Perhaps, on some level, I was in denial, but last night I lost myself in nagging at line breaks, or assonance, or texture of a now unremembered gaggle of grammar and syntax. It wasn’t until you yowled that I awakened to the here and now… or rather, the there and then.
You lay struggling to breathe, groaning to the core of your small frame in profound pain. Then, in that agonizingly infinite moment, I knew much more than a few lines of poetry were in need of letting go. So, lying down on the floor beside you, I gathered you into my arms and cuddled up; the way we had begun our friendship.
Three, no, four hours we lay there, you periodically groaning, punctuating the darkness with shrill, staccato yelps. I stroked your body, reminiscing sotto voce; recalling sunsets sailing toward Augustine in our lug-rigged ketch with spruce masts the color of your coat, long nights curled together, like now, in snow caves near the headwaters of the Placer River, years of playing stick in the surf on Homer Spit, warm and sunny spring afternoons Nordic skiing through big hemlock to Winner Creek, you flying ahead, ears and tail high, clearing trails of squirrels and magpies.
Finally, as you
trembled, no longer able to lift your head from the crook of my elbow, I awoke
from the past long enough to consider your struggle in the present.

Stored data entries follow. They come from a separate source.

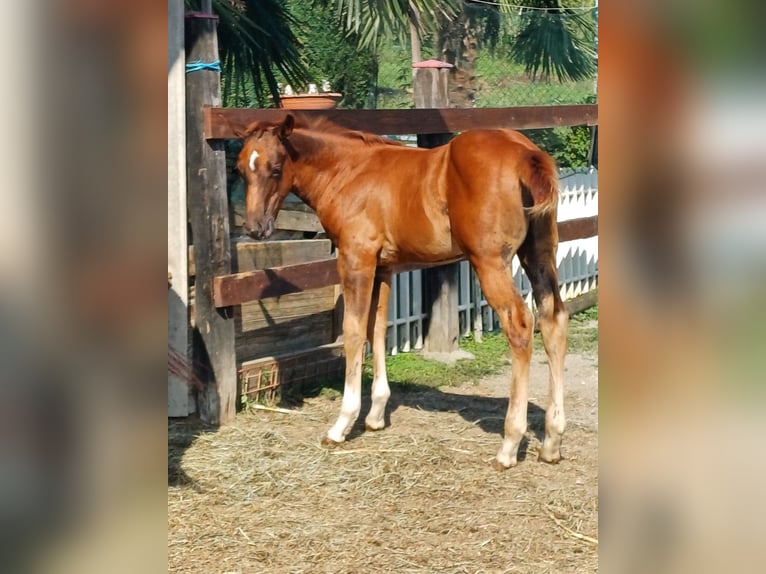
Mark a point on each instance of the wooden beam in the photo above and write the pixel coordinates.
(578, 228)
(219, 122)
(241, 287)
(213, 350)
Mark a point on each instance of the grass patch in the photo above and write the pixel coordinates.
(411, 370)
(583, 331)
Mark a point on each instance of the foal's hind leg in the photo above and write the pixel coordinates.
(517, 322)
(538, 258)
(376, 334)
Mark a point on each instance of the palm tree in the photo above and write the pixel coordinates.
(375, 18)
(255, 40)
(556, 40)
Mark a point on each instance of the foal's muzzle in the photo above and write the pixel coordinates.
(260, 230)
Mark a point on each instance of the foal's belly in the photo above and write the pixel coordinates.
(420, 254)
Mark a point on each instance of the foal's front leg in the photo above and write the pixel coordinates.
(357, 277)
(376, 334)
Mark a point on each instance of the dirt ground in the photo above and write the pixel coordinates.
(421, 496)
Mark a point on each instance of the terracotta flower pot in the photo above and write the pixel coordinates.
(322, 101)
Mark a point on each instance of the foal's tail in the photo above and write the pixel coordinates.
(540, 180)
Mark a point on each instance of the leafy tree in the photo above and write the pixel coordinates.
(330, 54)
(256, 42)
(555, 40)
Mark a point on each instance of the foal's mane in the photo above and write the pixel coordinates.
(325, 126)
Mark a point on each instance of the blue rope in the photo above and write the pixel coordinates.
(198, 65)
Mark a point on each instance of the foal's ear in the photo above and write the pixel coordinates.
(287, 127)
(238, 129)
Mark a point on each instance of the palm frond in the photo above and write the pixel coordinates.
(559, 42)
(391, 18)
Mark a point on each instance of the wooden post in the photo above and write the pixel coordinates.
(440, 283)
(179, 403)
(214, 353)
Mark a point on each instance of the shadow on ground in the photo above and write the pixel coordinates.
(488, 413)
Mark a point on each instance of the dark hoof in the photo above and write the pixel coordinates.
(500, 467)
(329, 443)
(554, 460)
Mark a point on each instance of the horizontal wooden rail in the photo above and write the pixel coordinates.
(239, 288)
(578, 228)
(219, 122)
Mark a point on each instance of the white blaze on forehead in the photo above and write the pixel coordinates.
(253, 157)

Bending near your ear, my lips brushing the fine, white hairs I
whispered, “It’s ok,
Forgive me, but
a below-zero February morning limits options. Now I struggle to figure out final
stuff, driving toward Girdwood with you, one last time riding shotgun. I toss it
up to the One who always watched over us. Soon enough, the highway straightens
and I see those trees where you used to chase me chasing you, off toward
Parking, I gather you in my arms. It’s been a while since fresh snow and walking toward the trees I remember as our trees is easy, the only sounds the crunching of crusty frost beneath my boots, an occasional whine of studded tires careening around the curves below Penguin Ridge in the distance.
A hundred yards off the highway I lay you down, below the high water mark, near the ebbing shoreline. Kneeling and kissing your nose, I repeat my promise. If I had a tail, I’d wag it. Were it possible, I’d lie this carcass down and ask the rising tide to take me too.